Kinetics of Hexagonal Cylinders to Face-centered Cubic Spheres Transition of Triblock Copolymer in Selective Solvent: Brownian Dynamics Simulation

TL;DR

This study uses Brownian Dynamics simulations to investigate the transformation kinetics of triblock copolymers from hexagonal cylinders to face-centered cubic spheres, revealing a nucleation and growth process with rippling mechanisms.

Contribution

It provides detailed simulation insights into the order-order transition mechanism of triblock copolymers under temperature or potential changes, highlighting a nucleation and growth process.

Findings

Transformation occurs via rippling mechanism.

Order-order transition is a nucleation and growth process.

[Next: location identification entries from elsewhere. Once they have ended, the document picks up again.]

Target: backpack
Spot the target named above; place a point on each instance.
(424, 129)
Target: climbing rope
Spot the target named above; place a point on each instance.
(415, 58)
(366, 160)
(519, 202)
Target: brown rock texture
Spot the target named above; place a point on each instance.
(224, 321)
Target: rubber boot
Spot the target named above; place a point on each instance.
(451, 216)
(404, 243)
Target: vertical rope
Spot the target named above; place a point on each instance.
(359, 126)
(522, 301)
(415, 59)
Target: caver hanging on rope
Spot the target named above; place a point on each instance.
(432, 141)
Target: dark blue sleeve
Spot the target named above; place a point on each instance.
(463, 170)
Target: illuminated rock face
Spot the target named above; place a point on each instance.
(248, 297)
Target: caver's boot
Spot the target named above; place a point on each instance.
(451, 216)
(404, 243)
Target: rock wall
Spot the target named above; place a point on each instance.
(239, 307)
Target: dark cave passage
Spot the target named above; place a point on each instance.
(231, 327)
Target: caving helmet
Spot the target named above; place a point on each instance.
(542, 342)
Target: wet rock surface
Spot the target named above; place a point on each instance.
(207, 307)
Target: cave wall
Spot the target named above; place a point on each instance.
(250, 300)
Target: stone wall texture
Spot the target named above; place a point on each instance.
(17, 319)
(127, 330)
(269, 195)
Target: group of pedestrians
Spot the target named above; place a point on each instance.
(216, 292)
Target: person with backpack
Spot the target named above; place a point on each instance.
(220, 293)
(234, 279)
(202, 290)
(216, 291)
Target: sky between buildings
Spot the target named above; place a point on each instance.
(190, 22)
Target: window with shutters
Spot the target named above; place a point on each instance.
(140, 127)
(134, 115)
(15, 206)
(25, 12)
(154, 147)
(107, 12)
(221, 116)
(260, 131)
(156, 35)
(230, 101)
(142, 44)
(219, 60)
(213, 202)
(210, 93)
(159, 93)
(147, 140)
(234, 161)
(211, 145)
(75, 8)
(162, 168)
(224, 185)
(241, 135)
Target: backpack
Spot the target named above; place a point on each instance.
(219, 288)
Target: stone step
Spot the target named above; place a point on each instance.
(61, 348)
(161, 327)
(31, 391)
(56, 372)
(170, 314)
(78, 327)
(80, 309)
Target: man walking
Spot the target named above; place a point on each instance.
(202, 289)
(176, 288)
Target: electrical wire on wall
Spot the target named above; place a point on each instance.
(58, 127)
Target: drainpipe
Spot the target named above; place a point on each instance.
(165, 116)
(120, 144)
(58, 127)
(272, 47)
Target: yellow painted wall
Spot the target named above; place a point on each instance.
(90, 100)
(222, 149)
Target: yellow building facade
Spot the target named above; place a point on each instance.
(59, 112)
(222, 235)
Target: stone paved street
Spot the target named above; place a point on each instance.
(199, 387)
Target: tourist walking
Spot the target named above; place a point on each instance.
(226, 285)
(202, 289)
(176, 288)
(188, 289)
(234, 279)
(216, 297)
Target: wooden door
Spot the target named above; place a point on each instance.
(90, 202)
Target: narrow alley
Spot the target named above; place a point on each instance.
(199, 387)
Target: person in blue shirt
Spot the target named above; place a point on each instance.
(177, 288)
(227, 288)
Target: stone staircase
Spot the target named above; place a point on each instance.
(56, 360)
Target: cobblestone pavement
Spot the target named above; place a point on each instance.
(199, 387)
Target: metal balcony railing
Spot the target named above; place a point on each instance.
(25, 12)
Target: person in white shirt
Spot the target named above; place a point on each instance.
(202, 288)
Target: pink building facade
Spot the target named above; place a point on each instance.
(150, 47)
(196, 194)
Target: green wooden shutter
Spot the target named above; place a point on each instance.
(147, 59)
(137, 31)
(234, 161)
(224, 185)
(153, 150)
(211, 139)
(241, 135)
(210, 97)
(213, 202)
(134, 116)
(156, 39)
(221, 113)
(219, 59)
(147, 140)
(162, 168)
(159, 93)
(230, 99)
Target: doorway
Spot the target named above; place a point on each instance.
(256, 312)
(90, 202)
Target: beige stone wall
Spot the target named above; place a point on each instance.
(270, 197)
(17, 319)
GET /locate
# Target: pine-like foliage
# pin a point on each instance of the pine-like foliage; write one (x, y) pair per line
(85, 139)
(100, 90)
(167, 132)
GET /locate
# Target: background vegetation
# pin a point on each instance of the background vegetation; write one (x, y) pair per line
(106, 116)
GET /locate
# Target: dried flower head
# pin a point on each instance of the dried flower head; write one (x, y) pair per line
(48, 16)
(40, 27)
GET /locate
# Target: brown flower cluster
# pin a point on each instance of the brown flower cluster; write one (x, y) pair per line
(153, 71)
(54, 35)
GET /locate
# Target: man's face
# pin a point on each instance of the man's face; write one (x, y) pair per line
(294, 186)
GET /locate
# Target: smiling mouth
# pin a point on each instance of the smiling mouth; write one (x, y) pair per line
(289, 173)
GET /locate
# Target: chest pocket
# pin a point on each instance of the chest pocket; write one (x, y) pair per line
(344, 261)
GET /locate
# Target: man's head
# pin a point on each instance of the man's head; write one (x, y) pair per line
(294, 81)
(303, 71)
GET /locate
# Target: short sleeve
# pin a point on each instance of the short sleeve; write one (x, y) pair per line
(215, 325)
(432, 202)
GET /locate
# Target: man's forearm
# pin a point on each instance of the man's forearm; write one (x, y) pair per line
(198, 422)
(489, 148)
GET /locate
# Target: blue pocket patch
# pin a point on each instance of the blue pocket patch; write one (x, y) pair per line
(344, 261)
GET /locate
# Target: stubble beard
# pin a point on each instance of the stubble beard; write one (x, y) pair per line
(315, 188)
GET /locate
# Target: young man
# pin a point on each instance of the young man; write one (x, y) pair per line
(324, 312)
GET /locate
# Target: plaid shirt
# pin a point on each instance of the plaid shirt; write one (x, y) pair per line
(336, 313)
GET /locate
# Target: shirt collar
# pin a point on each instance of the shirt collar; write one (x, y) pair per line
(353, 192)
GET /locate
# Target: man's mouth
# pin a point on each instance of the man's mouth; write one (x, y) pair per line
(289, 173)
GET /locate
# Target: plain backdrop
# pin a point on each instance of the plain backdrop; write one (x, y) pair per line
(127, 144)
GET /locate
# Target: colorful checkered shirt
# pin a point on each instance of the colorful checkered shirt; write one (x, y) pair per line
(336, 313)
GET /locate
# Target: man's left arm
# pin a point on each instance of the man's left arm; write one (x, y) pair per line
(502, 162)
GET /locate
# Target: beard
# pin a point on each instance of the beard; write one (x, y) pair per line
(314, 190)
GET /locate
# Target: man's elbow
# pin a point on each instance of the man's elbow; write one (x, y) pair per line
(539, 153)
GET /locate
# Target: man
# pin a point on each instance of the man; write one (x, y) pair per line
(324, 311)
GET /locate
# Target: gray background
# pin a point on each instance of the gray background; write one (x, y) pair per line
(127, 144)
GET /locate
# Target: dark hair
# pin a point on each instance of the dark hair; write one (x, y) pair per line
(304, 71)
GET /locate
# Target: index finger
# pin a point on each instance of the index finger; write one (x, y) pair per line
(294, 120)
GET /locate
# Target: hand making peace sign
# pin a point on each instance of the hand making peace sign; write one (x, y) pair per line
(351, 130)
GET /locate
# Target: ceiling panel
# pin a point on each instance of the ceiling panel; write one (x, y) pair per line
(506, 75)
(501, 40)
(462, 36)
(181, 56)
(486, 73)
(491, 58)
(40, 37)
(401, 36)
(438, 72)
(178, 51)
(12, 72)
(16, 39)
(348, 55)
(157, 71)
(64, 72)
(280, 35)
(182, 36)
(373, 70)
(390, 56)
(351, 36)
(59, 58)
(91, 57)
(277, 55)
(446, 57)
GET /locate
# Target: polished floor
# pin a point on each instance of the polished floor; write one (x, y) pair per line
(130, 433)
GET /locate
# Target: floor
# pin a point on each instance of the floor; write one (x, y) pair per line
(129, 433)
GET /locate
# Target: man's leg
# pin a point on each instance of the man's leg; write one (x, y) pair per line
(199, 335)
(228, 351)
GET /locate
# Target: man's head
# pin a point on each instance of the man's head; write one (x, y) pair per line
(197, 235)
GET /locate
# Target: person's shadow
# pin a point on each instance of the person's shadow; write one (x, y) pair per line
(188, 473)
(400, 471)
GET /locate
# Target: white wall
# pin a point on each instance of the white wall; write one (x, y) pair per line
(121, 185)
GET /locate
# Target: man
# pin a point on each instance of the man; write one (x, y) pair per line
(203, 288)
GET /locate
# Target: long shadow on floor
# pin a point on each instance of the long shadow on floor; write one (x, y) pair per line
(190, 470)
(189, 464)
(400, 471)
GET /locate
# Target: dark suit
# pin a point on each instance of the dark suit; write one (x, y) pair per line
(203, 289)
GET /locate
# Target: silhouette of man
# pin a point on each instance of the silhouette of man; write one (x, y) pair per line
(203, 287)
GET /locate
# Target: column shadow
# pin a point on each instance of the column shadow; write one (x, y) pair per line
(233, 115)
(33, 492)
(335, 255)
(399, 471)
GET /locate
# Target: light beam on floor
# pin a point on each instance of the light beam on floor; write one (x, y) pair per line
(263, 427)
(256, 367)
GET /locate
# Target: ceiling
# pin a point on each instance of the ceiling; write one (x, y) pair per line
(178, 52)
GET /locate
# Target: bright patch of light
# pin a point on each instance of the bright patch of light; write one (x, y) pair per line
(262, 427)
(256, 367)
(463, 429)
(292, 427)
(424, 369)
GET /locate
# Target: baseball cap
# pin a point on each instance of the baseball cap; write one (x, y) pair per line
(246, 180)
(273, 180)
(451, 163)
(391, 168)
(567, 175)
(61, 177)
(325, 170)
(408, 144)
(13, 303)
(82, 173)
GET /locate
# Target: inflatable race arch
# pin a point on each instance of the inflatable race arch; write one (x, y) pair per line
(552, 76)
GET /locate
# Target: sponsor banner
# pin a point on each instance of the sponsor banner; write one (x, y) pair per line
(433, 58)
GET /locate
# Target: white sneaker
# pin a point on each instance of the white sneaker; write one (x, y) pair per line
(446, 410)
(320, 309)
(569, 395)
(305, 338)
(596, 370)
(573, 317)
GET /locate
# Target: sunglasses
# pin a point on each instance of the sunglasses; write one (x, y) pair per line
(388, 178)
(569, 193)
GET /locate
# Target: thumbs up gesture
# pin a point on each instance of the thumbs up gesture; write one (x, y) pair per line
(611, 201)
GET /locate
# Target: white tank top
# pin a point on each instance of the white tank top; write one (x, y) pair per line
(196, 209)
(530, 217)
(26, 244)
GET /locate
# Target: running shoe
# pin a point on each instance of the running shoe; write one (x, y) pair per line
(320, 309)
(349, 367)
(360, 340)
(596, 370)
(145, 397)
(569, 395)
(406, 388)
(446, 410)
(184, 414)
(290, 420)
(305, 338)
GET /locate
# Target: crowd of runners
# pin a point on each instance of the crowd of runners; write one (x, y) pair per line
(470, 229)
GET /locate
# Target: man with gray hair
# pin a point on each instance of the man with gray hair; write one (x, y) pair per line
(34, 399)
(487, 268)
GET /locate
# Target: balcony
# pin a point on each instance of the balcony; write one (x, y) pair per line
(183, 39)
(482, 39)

Peak intensities follow an Avrami equation.

Abstract

The kinetics of the transformation from the hexagonal packed cylinder (HEX) phase to the face-centered-cubic (FCC) phase was simulated using Brownian Dynamics for an ABA triblock copolymer in a selective solvent for the A block. The kinetics was obtained by instantaneously changing either the temperature of the system or the well-depth of the Lennard-Jones potential. Detailed analysis showed that the transformation occurred via a rippling mechanism. The simulation results indicated that the order-order transformation (OOT) was a nucleation and growth process when the temperature of the system instantly jumped from 0.8 to 0.5. The time evolution of the structure factor obtained by Fourier Transformation showed that the peak intensities of the HEX and FCC phases could be fit well by an Avrami equation.